The US government is set to pass a new round of sanctions against Russian officials today.
The US government is set to pass a new round of sanctions against Russian officials today.

The US government is set to pass a new round of sanctions against Russian officials.

The bill, already passed by the US Senate, will go before the House of Representatives at 11am Washington time and is expected to pass with bi-partisan support.

The US is legislating to impose deeper sanctions against Russian and Ukrainian officials from the worlds of business and politics, with close ties to the Kremlin.

After the bill passed in the Senate, Majority Leader Harry Reid hailed the vote as a victory for Ukraine and nations that support international law and democracy.

"This bill is a reality check to him that the United States will not sit idly by while Russia plays the role of schoolyard bully," said the senior Democrat. "Russia's place in the world has transformed. It does not wield the global power that it once did."

Yesterday, the House passed a separate bill that would impose asset freezes and travel bans on a number of senior officials and corporations.

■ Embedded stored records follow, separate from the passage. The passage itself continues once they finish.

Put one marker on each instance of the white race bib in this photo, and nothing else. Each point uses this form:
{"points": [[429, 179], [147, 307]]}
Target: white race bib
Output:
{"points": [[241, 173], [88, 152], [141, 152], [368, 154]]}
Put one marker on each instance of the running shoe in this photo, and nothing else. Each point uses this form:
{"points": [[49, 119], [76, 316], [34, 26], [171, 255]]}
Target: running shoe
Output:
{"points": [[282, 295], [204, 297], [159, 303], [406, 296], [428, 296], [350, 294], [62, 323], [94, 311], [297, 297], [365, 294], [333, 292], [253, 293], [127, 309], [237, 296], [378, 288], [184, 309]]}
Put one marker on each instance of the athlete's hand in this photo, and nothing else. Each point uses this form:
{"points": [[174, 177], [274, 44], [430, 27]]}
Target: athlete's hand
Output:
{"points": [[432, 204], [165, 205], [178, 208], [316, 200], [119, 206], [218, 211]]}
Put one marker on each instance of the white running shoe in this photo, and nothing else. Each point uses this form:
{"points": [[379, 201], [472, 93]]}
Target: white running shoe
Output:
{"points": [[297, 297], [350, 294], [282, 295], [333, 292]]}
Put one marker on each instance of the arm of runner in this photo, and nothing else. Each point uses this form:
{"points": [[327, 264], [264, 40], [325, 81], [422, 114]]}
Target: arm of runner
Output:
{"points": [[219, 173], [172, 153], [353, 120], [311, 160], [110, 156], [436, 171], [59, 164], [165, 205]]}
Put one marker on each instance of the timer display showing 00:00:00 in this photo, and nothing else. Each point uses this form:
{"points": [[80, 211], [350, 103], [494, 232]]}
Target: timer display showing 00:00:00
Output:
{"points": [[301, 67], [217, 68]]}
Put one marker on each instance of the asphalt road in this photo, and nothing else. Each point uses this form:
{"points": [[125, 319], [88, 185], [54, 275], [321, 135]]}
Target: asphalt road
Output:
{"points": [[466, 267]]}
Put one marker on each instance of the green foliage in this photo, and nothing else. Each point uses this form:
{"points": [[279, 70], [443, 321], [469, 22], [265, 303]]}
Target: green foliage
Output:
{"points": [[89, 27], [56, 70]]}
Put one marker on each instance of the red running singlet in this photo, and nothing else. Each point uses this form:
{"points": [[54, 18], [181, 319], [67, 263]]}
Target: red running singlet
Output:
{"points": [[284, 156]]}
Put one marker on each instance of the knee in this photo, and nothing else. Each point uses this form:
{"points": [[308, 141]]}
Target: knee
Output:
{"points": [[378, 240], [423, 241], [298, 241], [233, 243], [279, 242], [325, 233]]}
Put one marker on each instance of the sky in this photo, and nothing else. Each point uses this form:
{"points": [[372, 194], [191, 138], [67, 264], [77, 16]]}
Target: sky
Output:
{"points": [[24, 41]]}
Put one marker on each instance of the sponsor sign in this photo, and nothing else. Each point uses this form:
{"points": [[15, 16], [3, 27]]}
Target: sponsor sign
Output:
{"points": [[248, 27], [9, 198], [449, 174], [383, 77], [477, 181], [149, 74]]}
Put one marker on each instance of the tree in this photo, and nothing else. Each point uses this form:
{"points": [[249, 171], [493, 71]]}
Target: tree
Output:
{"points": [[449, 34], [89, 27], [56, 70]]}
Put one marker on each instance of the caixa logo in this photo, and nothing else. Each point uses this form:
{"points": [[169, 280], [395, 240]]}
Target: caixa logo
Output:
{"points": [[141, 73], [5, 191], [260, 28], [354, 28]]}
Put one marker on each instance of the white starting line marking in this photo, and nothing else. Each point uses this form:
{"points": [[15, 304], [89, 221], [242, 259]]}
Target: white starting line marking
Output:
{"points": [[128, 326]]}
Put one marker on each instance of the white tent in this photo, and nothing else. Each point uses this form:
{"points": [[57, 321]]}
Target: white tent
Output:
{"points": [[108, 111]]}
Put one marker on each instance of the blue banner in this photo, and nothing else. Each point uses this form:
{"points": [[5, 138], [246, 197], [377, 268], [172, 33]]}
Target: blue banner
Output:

US President Barack Obama said that Washington and Brussels are considering further Russian targets for sanctions, if Moscow were to launch an invasion of eastern Ukraine. While the Kremlin has insisted it has no designs on the country's eastern region, Russian troops have amassed on the border.

Obama admitted that if the West were to impose tougher sanctions, Russia's integration in the world economy would mean any impact would be felt across the globe.

The legislation also includes $1bn in loan guarantees as well as $150m in direct assistance to Ukraine. The news will be a boost to Ukraine's interim government, which is set to receive up to $27bn worth of assistance from the International Monetary Fund over the next two years.

The IMF money will be released subject to strict austerity measures and Ukraine's interim Prime Minister Arseniy Yatseniuk accepted that the country would have to accept reform to avoid potential default this year. Yatseniuk has already said the country's gas subsidies will be slashed before presidential elections in May, and will be removed in the coming years.